その攻略は、空母、巡洋艦等大部隊らしい。
ブラジル丸より外洋を見ると黒い煙を出している貨物船も数隻見える。

ミッドウェー作戦

昭和17年5月15日、呉の潜水学校特定員をしていた時、転勤命令が出て第二連合艦隊特殊部隊に転出し、呉から国鉄で横須賀に行きブラジル号に乗船した。

○昭和17年5月28日

サイパン島を出港して一路ミッドウェーに快速接近して行き、6月3日午後、米軍の哨戒機により日本軍の大船団を発見された(後日になって知ったが、日本海軍の暗号を米軍が解読していた)。

昭和17年6月5日、17時頃突如空襲警報があったので、船内に入って鉄カブトをかぶり、急ぎ後甲板に出てみた。
もう日暮れとなったので、他の船は少しぼんやりと見える。

その時ブラジル丸は右急旋回した。
他の船からは探照灯が照射され、その光は3本見えて、空の雲が白くなって見えた時、敵機の大艇機(水上飛行機)が見えると思ったら一斉に高角砲の射撃が始まった。

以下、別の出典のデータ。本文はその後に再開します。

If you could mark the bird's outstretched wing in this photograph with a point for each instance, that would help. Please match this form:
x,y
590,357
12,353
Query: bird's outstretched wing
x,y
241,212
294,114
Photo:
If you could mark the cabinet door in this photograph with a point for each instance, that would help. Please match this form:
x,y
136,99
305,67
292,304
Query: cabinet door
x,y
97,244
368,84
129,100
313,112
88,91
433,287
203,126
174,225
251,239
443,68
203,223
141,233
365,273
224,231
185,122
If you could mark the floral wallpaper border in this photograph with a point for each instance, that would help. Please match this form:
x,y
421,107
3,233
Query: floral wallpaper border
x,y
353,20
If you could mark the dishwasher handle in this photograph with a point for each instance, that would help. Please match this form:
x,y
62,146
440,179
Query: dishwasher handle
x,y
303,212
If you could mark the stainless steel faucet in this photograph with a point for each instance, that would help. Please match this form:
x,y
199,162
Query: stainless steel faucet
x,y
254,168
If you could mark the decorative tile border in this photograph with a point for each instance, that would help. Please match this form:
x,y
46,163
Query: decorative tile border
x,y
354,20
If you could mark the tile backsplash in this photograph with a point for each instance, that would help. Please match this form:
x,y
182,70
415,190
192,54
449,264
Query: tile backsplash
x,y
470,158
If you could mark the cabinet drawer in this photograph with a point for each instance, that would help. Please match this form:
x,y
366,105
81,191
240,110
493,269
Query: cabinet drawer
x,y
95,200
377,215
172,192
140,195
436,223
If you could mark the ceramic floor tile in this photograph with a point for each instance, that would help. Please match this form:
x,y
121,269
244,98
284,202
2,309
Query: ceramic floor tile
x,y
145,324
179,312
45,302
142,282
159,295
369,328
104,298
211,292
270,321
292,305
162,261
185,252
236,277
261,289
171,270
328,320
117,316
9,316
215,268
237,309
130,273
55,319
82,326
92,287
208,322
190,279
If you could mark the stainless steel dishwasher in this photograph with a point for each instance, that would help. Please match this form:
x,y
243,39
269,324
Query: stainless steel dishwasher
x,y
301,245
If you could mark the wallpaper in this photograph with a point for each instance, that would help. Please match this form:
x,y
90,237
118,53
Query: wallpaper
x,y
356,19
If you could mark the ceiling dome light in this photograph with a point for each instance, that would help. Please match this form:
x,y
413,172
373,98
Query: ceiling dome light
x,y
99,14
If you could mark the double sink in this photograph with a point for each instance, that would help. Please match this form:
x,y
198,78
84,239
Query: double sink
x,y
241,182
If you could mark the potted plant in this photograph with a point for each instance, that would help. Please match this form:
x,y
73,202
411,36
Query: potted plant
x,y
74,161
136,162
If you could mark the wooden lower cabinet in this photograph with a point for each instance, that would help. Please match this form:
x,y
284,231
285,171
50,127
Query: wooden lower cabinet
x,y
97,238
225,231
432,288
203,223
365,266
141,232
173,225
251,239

本船もすぐ戦斗体制についての号令が発令されたが、私達は特に定められた配置はなくただ戦斗模様の観戦となった。
次第に激しくなりサーチライトも次第に増して、それに25mm機銃もドンドンと火を吹き始めた。

敵機はB17である。
時々雲の間から機影が見えると機銃弾が火の玉のようになって弧を描いて敵機へ飛んでいくが、なかなか当たったような所は見えない。
敵機は10機以上である。

戦斗員以外は船内に入るよう号令が出たので、私も上に甲板のある所へ移動した。
誰かが当たった当たったと大声で叫んだのでその空を見ると、米機と思うものが火を吹いて落ちて行くが、味方の船にも直撃されたものもあったらしい。

戦斗は20分くらいで静かになった。
友人と上陸は予定通りかなぁーと話していると、友人が日本艦隊は何をしているのかな、とつぶやいた。
6月5日にはミッドウェー島を空爆して軍事施設に被害を与えたとのことであるが...。